His work lately departs from the architecture everybody loves, for the architecture everybody misses. Meaning the routine architecture which is standing here unnoticed, or ignored, or despised. The architecture which is un-read by both, the general public, and most of those who are deemed professionals. But Yuri possesses the knowledge of reading this cypher—and reading it out loud. This mastery of reading was well summarised in a saying by Igor Palmin—a prominent Russian photographer, and Yuri’s father and teacher: photography is not what I see, it is what I have seen. This virtuose seeing is central to the artistic quality of Yuri’s photographs, which could often induce laughter with their comic juxtapositions of irrelevant objects so often superimposed in the Russian landscape—just to strike you in the very next moment with the utter improbability of the complicated rhythm, or vibrant Rothko colour, or the structure depicted. And then the spectator finds himself overwhelmed by the depth of the not-so-ordinary reality he witnesses every day, leaving it unnoticed.

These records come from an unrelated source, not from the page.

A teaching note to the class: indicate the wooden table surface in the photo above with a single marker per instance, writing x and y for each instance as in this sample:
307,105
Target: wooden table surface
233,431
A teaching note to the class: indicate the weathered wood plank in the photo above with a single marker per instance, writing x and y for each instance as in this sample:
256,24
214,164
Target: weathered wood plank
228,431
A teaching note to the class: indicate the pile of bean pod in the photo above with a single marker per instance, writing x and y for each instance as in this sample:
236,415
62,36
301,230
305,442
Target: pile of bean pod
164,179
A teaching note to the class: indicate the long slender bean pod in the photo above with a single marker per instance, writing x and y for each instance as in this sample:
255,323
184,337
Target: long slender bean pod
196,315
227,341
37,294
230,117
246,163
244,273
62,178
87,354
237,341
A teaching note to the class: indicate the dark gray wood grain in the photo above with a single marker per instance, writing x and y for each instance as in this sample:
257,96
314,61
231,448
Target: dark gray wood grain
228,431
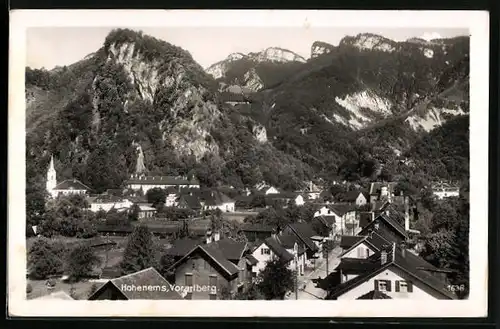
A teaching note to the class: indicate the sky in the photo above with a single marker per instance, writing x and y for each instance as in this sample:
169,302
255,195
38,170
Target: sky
49,47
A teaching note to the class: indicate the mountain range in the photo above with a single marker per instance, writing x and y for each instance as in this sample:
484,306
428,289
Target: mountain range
351,111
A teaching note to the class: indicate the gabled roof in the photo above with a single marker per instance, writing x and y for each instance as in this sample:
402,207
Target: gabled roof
376,187
181,247
142,280
215,198
71,184
347,241
279,250
216,255
248,227
231,249
304,231
342,209
407,262
374,294
161,180
191,201
288,241
58,295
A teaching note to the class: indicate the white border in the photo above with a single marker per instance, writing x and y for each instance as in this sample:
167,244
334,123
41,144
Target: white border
478,24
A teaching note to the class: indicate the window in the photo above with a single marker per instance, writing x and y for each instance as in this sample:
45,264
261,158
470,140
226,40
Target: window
403,286
382,285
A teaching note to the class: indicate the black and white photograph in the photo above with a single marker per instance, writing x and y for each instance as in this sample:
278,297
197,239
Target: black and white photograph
258,157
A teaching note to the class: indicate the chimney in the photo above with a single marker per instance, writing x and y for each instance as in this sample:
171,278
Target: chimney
407,213
383,257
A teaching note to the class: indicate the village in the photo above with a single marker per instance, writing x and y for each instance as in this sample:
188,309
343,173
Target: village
357,244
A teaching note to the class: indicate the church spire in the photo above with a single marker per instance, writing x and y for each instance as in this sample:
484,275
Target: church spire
51,176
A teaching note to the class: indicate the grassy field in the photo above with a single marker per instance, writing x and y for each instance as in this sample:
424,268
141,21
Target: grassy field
81,289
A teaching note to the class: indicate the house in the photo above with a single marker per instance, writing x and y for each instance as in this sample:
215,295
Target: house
306,236
145,183
445,190
146,211
220,265
189,201
387,225
361,247
57,295
346,221
212,200
381,191
106,202
394,272
271,248
354,197
66,187
146,284
254,232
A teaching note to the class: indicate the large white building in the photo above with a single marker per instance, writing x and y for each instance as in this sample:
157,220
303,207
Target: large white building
66,187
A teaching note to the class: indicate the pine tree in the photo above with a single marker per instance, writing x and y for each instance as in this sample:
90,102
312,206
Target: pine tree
140,251
275,280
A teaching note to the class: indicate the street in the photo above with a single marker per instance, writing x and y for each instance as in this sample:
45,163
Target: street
307,288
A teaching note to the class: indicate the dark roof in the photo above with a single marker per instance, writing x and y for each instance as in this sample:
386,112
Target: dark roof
215,254
215,198
231,249
374,294
278,249
365,218
248,227
181,247
355,265
288,241
350,196
327,220
191,201
347,241
342,209
251,260
305,231
71,184
408,262
376,187
220,258
145,278
161,180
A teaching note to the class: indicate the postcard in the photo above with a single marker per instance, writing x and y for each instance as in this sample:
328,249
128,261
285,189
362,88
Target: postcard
234,163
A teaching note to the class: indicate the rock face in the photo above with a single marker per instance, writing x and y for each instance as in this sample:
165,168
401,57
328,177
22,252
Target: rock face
370,41
243,68
319,48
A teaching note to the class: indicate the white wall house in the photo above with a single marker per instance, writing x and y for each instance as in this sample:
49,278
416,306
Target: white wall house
107,205
323,211
362,250
394,285
171,200
299,200
448,192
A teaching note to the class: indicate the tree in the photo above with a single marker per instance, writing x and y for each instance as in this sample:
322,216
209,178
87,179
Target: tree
81,263
45,259
133,214
139,253
156,196
275,280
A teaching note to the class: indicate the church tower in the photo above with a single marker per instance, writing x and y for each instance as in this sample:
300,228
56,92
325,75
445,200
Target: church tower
51,176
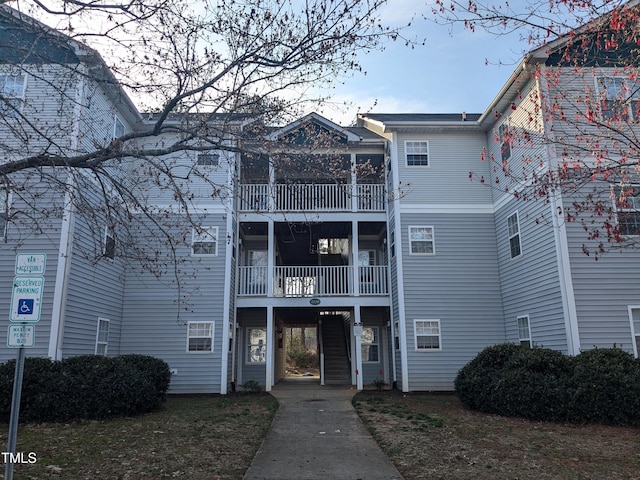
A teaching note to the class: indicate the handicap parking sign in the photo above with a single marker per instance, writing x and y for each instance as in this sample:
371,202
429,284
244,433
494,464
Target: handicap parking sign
25,306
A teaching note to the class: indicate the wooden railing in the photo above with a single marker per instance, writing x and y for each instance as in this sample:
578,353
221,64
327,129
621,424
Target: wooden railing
311,281
312,197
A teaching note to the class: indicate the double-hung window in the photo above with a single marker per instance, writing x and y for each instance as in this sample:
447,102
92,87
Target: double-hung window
421,240
524,330
204,242
619,98
370,342
627,205
427,334
504,136
208,159
417,154
109,243
12,92
200,337
102,336
513,230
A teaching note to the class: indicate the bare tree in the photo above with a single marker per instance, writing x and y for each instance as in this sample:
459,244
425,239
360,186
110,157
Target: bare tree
210,76
575,134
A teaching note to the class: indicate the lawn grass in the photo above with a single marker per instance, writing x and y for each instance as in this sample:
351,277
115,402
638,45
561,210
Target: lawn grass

After all, poetry is made just of the same words we use daily without feeling them worth to remember—and Palmin’s photography provides us the quote marks both pulling two dimensions off our 4D experience, and providing us with not a frame—but a framework arranging the seen into not-so-readily-available metaphors. It resembles the old Scandinavian scaldic manner of kenning usage, when fairly distant visual compositions made, one employ one’s wit piercing through the quoted two dimensions not into the other two, but into the ideal world—to be introspectively rewarded by unexpected understanding of the yet unknown. Then poetry is made of memory—which is one of the proofs that time exists, and when drained off, the image falls into the arms of the spectator.

 

Yuri says his pictures fall in two main categories—those having to do with some architectural being, and those that are part of his memory. The difference could be outlined by the type of contemplation involved: meditating upon something, versus touching the stream of being. And then a spectator, if confronted by the fact that there is no that much difference—if the matter is an outstanding masterpiece, or a neglected structure of times long gone, or a mere coincidence—they all speak the same language of being here, and being here in perfectly aligned constellations, which is in so many ways similar to ours.